In trying to close my long history as a writer about Haworthia, I am anxious that my closing thoughts are more understandable than my opening ones were. Update 4 calls for a “paradigm shift”- for me as much as anyone else. My friend Kobus Venter has written…”I feel that a lot of important descriptive and analytic content gets lost by reducing the species to this level (of superspecies)”. My intention is completely otherwise. My view has altered in the sense that I recognize and admit that all these new names and descriptions of writers like Masa Hayashi or Ingo Breuer are extremely useful and informative and that we are losing content in arguing and disagreeing about them. My contention now is that our problem lies in the fact that we are trying to explain and understand these complex systems things within the context of a restrictive nomenclatural system that is not designed for the purpose. It is confounded by the problem that as a society we do not understand what species are.
The formal nomenclatural system and the use of latin binomials is too much for us and it does not work for us as a community. One of my critics went so far as to say that she was “turned-off” by my use of haworthia plant names where I omitted to write the prefix “H” in an article which was about nothing else but Haworthia! This in my view is pedantic nit-picking that the code cannot exclude. The same person wrote that the nomenclatural system is very precise and prevents us from getting in a mess. I think we are in a mess because we try to force it to do something that it is not designed to do. We should be more intent on trying to apply the horticultural system that is intended to cope with cultivars, as is now more evident in the literature. The difficulty we face is that the plants are highly variable IN THE FIELD, and we have yet to do more than scratch the surface of that variability.

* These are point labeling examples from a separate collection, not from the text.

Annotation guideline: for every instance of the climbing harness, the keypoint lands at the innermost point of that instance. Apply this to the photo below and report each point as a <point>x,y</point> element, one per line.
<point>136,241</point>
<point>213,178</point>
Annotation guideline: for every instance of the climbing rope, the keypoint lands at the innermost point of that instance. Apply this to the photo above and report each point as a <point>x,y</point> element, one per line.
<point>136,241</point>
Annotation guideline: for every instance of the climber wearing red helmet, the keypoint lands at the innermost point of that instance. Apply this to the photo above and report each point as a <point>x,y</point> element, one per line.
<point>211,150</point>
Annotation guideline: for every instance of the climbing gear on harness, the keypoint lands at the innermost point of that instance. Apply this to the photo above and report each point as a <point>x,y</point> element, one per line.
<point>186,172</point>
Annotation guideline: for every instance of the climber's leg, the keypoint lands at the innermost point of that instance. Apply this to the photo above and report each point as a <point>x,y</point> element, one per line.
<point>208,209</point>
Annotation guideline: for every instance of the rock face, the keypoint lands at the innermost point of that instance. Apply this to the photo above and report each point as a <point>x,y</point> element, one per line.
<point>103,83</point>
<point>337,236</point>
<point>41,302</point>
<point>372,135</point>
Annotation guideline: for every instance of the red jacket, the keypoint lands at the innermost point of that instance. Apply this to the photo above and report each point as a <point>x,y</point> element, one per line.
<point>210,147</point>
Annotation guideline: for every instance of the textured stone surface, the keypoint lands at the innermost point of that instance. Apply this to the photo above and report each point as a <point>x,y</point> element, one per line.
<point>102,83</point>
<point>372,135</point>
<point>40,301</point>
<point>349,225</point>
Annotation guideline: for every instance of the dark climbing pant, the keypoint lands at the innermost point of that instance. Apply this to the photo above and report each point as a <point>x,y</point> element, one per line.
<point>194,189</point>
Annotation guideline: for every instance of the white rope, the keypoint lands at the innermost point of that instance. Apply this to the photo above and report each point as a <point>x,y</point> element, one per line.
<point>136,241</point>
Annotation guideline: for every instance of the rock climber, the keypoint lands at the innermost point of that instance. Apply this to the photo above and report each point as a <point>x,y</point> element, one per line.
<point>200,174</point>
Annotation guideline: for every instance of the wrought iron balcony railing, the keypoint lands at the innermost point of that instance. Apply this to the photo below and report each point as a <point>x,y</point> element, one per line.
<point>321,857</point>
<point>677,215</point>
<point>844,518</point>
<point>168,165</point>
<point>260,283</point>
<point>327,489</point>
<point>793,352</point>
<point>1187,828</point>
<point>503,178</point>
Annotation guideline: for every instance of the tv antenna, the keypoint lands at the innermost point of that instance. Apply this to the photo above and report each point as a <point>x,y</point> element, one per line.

The code articles that insist on chronological priority are also to my mind problematical (Dr Paul Forster wrote…”the current framework (ICBN) for decisions is riddled with flaws…” (So there are other problems too?). This is because an earlier name, which may be based on a wholly atypical plant or population, has to be chosen for a species where a later name may be far more appropriate in terms of all other considerations (including historical use and connotation) for all those variants which, are OR NOT YET considered to, comprise a particular species system.
Gordon Rowley’s complaint (penned in the early ‘70’s” should be recalled. This is against my failure to formally recognise names in my Handbook listing such as “ryderiana”, “revendetii”, “cuspidata” etc. that in my opinion were (ARE) horticultural in origin, and therefore did not belong in a formal botanical system. The problem now is that there is a greater mass of variants which are of field origin and the descriptive boundaries of these variants are far tighter and considerably more difficult to record and document in any naming system. Many of those old names that I dropped are being ignored as new ones are being invented.
Dr Forster has also expressed the opinion that someone who knows the plants has to make the decisions. If I had known at the start what I now know, I might have done a lot better. My contention is that the community leaders need to address the problem as it is now one of general perception and understanding.